Digital Empowerment Foundation (DEF) is going back to school, literally. In partnership with global IT consultancy giant Capgemini, DEF has taken up a project called “Raising standards of education through digital intervention” under which it will adopt government schools within a 50 km radius of 10 cities in India – New Delhi, Bangalore, Chennai, Gurgaon, Hyderabad, Kolkata, Mumbai, Pune, Salem, and Trichy – to provide on-ground IT support to students and teachers. Under the project, the selected schools will be those which primarily have students coming from the economically weaker sections of society.
In the first phase, the project will focus on 10 schools in and around Noida. “The project will be inaugurated on 5th February, 2016,” DEF deputy director Syed Kazi informed Team DEF. “We have already obtained permission of the district administration and the selection of schools is going on to carry out the baseline survey,” he said. Training of people recruited as trainers has also been completed.
The project envisages setting up DEF’s time-tested model of Community Information Resource Centres (CIRCs) at each of the 10 schools.

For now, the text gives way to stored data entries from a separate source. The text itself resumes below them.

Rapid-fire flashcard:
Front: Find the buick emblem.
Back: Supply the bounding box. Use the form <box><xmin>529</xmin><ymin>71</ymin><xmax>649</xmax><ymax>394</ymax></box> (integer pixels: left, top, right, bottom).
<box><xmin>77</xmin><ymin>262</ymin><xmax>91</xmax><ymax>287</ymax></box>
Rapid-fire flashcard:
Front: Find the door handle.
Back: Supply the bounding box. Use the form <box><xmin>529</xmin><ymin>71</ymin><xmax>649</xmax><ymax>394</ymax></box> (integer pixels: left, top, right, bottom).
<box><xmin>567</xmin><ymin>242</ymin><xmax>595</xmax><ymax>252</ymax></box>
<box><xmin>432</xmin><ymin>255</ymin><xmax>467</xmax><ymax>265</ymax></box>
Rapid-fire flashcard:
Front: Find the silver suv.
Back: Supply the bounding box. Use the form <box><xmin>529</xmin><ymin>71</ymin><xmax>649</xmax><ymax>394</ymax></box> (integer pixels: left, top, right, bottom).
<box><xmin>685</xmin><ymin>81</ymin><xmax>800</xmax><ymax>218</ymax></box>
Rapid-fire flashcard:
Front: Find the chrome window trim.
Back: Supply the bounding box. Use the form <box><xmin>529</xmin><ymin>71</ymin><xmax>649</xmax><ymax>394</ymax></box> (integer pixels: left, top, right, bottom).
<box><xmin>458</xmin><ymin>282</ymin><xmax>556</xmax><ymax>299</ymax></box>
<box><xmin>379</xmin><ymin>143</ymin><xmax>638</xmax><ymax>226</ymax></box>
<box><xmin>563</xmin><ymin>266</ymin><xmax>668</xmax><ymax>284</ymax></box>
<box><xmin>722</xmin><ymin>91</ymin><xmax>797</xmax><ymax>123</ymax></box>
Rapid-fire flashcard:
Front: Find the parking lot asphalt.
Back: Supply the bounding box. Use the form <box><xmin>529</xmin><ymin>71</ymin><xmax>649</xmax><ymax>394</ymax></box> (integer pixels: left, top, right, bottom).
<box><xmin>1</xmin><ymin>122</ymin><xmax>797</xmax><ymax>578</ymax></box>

The objective will be to upgrade each school in an integrated way by setting up a computer lab, providing broadband Internet connectivity using wireless technology along with improvements in the school library, playing grounds, sanitation, health and hygiene facilities. Teachers will be trained to use digital tools to adopt e-learning and digital teaching methods while parents too will benefit from digital services to be provided by the CIRCs.

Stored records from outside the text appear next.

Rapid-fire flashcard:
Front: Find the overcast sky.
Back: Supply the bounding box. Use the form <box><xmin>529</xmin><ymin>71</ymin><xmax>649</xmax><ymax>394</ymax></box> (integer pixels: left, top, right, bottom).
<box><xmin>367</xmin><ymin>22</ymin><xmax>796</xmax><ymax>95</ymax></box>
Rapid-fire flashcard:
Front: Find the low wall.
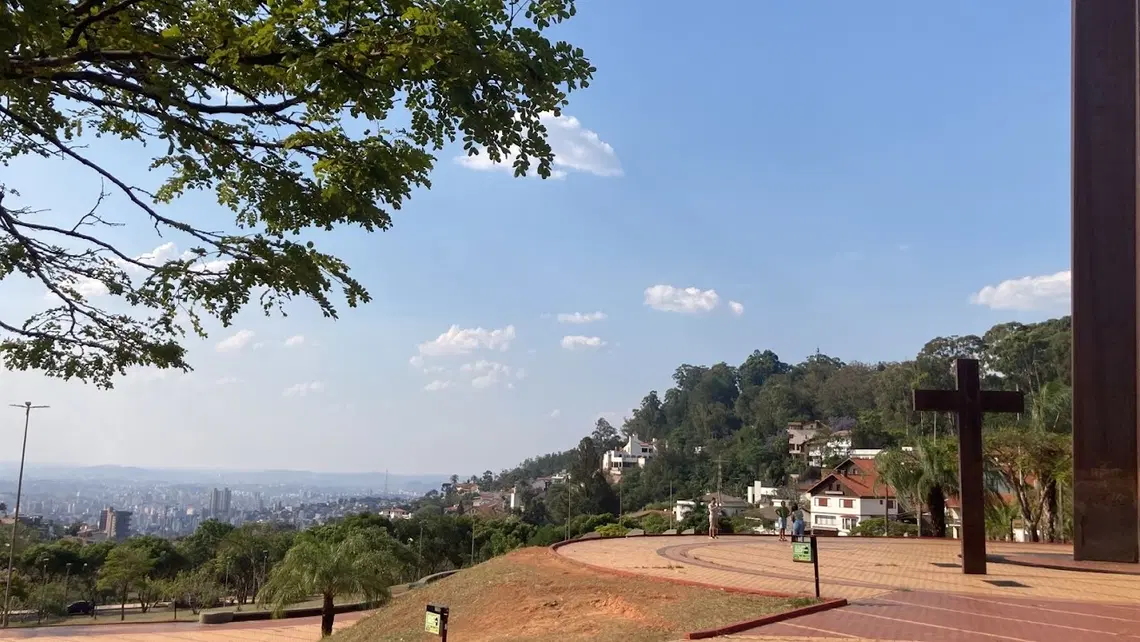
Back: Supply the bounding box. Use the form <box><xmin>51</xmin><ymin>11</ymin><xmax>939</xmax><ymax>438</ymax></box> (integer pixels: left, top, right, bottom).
<box><xmin>199</xmin><ymin>570</ymin><xmax>459</xmax><ymax>625</ymax></box>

On January 20, DEF also launched the English and Digital for Girl’s Education (EDGE) programme in collaboration with the British Council. Conceived by the British Council and already implemented in Nepal and Bangladesh, the EDGE programme adopts a peer-learning format using interactive tools such as flashcards, DVD and games to help girls improve their English language skills and also learn how to work with computers. The aim is to empower adolescent girls (in the age group 13 to 17) through greater employment and livelihood opportunities and contribute to prevention of early and forced marriage.
The programme was launched across 5 CIRCs – Wazirabad and Kapashera in Delhi and Mungaska, Bahadurpur and Chandauli in Alwar district of Rajasthan.

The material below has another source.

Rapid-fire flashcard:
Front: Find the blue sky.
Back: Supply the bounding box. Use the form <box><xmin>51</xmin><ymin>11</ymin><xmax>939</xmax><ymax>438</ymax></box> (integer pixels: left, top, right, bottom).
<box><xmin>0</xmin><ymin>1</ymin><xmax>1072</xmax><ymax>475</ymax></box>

Earlier, since June 2014, DEF has been successfully running a project called Integrated Approach to Technology in Education (ITE) in the North East. So far, six CIRCs have been set up – three each in Nagaon district of Assam and West Garo Hills district in Meghalaya benefiting 725 students and 450 community members to learn digital skills and access the Internet through wireless technology.
With the school adoption project, it will be the second time DEF will be going back to schools in a big way. Earlier, in 2007, DEF in partnership with Media Lab Asia of the Ministry of Communication and Information Technology, Government of India, had launched Gyanpedia as an online repository of digital content generated by teachers and students of rural schools from all over the country. The project enabled more than 500 government rural schools across 7 states of India to go online with their students and teachers contributing e-learning content to the Gyanpedia portal.
The new school adoption project will implement a more comprehensive and sustainable approach. Each school will not only be converted into a WiFi hotspot to enable all classrooms to adopt digital tools for pedagogy, there will also be a separate computer lab for training of students and teachers in digital literacy as well as to provide access to all kinds of online education related services and information such as scholarships, distance education courses, online filing of admission forms for higher studies or admission tests, online career resources and so on. The school library will also be upgraded to adopt modern digital best practices while all other school facilities such as play grounds, sanitation, health and hygiene and edutainment facilities will also be improved. Most importantly, the CIRCs in the school premises will seek to attain sustainability so that they can continue to function beyond the project horizon.
Meanwhile, the EDGE prorgramme which is currently being implemented in five CIRCs will soon be scaled up to cover more CIRCs around the country. DEF now has more than 120 CIRCs spread across 19 states in India and more are coming up even as we write.
The ITE programme in the North East is also being expanded. So far, while two wireless microwave towers have been set up in the two districts of Assam and Meghalaya, a third tower is coming up that will enable more centres to access broadband services and the Internet and offer digital literacy classes to more students and digital services to more communities.